How to Eat a Wolf

26 10 2010

– Sharanya Manivannan

Does all lust start and
end like this? Don’t get me
wrong. I loved my wolf.
I held him tethered like
a pussycat. I nursed
the rumble in his belly
with hands gentle as a burglar’s.
He lived on milk
and blood and ocean. He
had violets for his furs.

It’s just that he was
beginning to devour me.
He nuzzled me with claws,
fondled me with fangs
sharp as yearning
He snaked a tongue so
hungry in its kiss it
turned my body to salt.

How do you douse a
dervish swirl? I asked.
Devour it, you said.

So I fantasised
about eating his balls,
rolling them in semolina
seeds and roasting them
golden. I got blooddrunk
on the thought of the
crisp tender cartilage of his ear,
left to simmer in tequila
and cilantro. The dry teats turned
sweet when baked with cinnamon
applesauce, or drizzled with chocolate.
The tangy musk of austerely steamed eyelid.

I set traps.

Mine is the deepest void,
the deepest void you’ll ever know.
And so I lured him to a well.
A wolf can drown in its own
wetness. But mine swam
and lapped and doggypaddled
until I waded back in to get him.

Mine is the darkest smoulder,
the darkest smoulder you’ll ever know.
And so I conspired to let him burn.
A wolf can poach in its own juices.
But mine danced on coals and leapt
ablaze, until I pussyfooted back in to get him.

I became desperate.
I preached to my wolf
about suicide, proselytized
about reincarnation.

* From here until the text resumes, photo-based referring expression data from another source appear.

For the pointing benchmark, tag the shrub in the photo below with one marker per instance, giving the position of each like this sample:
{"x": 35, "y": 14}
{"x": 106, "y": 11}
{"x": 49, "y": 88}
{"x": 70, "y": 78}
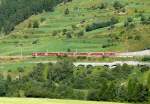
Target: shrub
{"x": 35, "y": 24}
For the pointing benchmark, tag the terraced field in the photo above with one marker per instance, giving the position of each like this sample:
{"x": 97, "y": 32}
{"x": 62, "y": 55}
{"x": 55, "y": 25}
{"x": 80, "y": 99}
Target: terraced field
{"x": 49, "y": 36}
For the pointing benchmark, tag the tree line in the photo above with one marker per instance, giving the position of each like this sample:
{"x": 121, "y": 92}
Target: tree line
{"x": 64, "y": 80}
{"x": 12, "y": 12}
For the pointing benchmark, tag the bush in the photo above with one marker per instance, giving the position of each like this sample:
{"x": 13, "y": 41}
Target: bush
{"x": 117, "y": 5}
{"x": 98, "y": 25}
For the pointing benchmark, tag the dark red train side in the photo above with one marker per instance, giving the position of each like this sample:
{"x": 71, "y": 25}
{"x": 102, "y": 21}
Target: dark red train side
{"x": 74, "y": 54}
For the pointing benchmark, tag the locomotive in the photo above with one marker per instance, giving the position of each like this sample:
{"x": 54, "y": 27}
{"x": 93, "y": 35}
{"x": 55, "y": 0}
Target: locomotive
{"x": 74, "y": 54}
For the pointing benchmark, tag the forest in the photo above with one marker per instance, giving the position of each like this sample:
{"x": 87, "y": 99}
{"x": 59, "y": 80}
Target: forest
{"x": 65, "y": 81}
{"x": 12, "y": 12}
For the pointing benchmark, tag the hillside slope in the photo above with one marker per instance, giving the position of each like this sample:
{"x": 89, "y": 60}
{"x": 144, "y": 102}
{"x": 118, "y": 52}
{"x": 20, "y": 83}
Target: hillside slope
{"x": 126, "y": 29}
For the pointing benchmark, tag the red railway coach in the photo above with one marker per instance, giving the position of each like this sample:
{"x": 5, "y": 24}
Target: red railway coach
{"x": 75, "y": 54}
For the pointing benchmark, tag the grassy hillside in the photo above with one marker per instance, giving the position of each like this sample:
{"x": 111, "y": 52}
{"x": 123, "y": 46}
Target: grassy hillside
{"x": 47, "y": 101}
{"x": 58, "y": 31}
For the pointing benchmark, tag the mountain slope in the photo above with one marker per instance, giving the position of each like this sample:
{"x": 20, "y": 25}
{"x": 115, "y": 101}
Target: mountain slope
{"x": 65, "y": 28}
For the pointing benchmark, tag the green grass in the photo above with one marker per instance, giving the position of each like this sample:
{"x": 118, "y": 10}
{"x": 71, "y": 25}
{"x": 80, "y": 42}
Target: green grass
{"x": 91, "y": 41}
{"x": 48, "y": 101}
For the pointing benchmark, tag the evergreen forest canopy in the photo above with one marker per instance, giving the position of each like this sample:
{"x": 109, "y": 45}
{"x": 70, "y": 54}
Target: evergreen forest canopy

Come back
as a sleepy kitten, I said.
Come back as a hibernating bear.
Come back as a snail with a flag trail of surrender.
But my love was indefatigable. It was
volcano and oceanic tremor. It was a black lace bra and
too much jazz at 3 a.m.
My love was as big as betrayal.
I pleaded and pleaded until

you finally looked up and said,
You can only kill a wolf
you don’t want to have,

and only then did I see that

your love
was exactly
the size of two fists.

http://sharanyamanivannan.wordpress.com/

Sharanya Manivannan was born in India on 30 July 1985 and grew up in Sri Lanka and Malaysia. She lives in Kuala Lumpur and Chennai. She is well-known for both her unique bilingual (English, Tamil) writing and performances. She is well-known as the first and only writer to use both languages in Malaysia’s modern underground independent writers’ community. She has received positive remarks about her writing from international writers such as Leah Lakshmi Piepzna-Samarasinha, Indran Amirthanayagam, Francesca Beard, Shreekumar Varma and Laksmi Pamuntjak.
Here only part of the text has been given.